Saw some good reports and pictures of enough snow to ski on at tuckermans, the upper chutes are empty but there is still snow to play with, anyone planning to make an appearance, I'm considering driving up from jersey but have never been there and don't know much about the place so I'd rather not approach it alone


Sent from my iPhone using AlpineZone


----------



## jmurray23 (Jun 16, 2015)

this was a picture I saw from last Sunday 


Sent from my iPhone using AlpineZone


----------



## JimG. (Jun 18, 2015)

That looks like it would be worth the trip. 

If the weather is good it's a great hike even without skiing.


----------



## Funky_Catskills (Jun 23, 2015)

Another year missed.... this is not cool...

NEXT YEAR!!!!!


----------



## Not Sure (Jun 23, 2015)

Funky_Catskills said:


> Another year missed.... this is not cool...
> 
> NEXT YEAR!!!!!



Put it on your calendar now for next year.


----------



## chuckstah (Jun 29, 2015)

Looking at Thursday for July  east coast turns. It looked good on the cam Sat night, but there's been a lot of rain since. Hoping for patches of 100 yards or so. Probably will be a bit shorter than that. Cam should be visible by tomorrow to confirm if its a go!


----------



## Not Sure (Jun 29, 2015)

:flag::flag::flag::flag::flag::flag: Looking for a bowing emodicon but cant find one !





chuckstah said:


> Looking at Thursday for July  east coast turns. It looked good on the cam Sat night, but there's been a lot of rain since. Hoping for patches of 100 yards or so. Probably will be a bit shorter than that. Cam should be visible by tomorrow to confirm if its a go!


----------



## chuckstah (Jun 29, 2015)

I'll post a pic or two if it goes down. My legs already hurt thinking of the down hike!


----------



## dlague (Jun 30, 2015)

chuckstah said:


> Looking at Thursday for July  east coast turns. It looked good on the cam Sat night, but there's been a lot of rain since. Hoping for patches of 100 yards or so. Probably will be a bit shorter than that. Cam should be visible by tomorrow to confirm if its a go!

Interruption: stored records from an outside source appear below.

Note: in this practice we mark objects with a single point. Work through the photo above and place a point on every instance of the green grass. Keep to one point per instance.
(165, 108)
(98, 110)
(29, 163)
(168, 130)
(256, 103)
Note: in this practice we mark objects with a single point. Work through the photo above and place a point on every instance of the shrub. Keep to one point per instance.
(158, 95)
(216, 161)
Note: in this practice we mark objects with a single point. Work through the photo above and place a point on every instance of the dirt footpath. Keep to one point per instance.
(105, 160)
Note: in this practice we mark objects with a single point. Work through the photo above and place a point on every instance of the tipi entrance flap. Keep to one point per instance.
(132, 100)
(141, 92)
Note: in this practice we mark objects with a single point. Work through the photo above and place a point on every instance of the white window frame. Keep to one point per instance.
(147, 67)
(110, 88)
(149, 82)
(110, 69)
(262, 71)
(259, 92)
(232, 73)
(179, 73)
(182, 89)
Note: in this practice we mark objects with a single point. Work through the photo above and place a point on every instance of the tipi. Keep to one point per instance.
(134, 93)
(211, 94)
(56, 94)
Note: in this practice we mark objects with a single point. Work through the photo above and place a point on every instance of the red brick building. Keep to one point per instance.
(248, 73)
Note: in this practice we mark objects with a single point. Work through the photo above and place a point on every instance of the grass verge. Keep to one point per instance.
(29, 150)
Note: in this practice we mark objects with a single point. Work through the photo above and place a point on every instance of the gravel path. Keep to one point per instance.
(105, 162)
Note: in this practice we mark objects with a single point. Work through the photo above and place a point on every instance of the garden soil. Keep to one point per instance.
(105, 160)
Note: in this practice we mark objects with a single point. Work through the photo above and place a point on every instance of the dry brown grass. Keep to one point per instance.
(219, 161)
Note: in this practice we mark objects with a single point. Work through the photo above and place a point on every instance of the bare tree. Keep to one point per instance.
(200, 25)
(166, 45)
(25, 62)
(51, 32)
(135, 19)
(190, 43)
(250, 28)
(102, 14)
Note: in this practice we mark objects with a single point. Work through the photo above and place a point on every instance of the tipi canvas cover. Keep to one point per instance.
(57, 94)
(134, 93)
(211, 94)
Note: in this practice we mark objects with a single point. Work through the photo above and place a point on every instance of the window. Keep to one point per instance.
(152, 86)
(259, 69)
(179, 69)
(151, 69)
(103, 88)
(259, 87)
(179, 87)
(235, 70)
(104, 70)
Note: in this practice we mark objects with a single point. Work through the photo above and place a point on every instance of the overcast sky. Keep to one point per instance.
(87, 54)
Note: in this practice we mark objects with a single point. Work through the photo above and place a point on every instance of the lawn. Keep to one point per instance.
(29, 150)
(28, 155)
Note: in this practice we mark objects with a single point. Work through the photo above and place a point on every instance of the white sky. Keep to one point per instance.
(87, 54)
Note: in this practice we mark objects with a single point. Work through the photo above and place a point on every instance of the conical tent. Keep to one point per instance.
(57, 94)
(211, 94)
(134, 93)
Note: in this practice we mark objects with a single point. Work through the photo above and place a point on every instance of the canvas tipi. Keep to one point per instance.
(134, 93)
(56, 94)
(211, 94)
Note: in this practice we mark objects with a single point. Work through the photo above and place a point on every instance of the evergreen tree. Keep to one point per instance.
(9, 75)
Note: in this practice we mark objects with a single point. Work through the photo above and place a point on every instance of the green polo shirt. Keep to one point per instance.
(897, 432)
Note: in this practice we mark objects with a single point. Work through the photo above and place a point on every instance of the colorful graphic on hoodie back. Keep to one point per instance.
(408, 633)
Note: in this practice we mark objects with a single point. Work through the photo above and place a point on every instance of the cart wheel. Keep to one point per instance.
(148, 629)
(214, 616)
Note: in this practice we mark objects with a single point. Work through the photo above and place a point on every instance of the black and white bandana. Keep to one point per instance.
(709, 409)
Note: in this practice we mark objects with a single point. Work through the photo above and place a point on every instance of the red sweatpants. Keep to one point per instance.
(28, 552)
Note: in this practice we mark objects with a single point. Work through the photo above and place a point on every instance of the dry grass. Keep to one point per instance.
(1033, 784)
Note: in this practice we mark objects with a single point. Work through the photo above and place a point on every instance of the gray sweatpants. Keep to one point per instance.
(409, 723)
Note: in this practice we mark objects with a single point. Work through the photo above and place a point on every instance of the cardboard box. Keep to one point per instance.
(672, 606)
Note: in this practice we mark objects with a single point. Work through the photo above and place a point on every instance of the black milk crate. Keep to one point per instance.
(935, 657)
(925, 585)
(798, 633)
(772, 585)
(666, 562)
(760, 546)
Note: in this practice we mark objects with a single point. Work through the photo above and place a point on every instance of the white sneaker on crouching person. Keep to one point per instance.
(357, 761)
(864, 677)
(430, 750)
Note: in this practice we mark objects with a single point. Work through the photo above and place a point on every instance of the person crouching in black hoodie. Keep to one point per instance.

OK that is too much effort for the little vert you might get.  I am not really seeing much at all.


----------



## chuckstah (Jun 30, 2015)

You are correct. The effort is greater than the reward, but it is fun anyway. Skied it July 5th last year, and there is definitely more snow this year. Any summer turns are good ones.


----------



## Not Sure (Jun 30, 2015)

chuckstah said:


> You are correct. The effort is greater than the reward, but it is fun anyway. Skied it July 5th last year, and there is definitely more snow this year. Any summer turns are good ones.



"A" for effort! , if I was 20yrs younger I would definitely do it once just for the experience


----------



## jrd100 (Jul 4, 2015)

I hiked up there this afternoon and folks were skiing lower sluice. A lot of coverage for this time of year, really impressive! To the skiers up at the ravine today, way to keep the stoke alive!!!!! :grin:


----------



## chuckstah (Jul 5, 2015)

From Friday. Snow was deep, but very dirt covered.


----------



## chuckstah (Jul 5, 2015)

Try the pic again...dirty snow!


----------



## bigbog (Jul 16, 2015)

really nice pics....ditto on relighting the stoke.


----------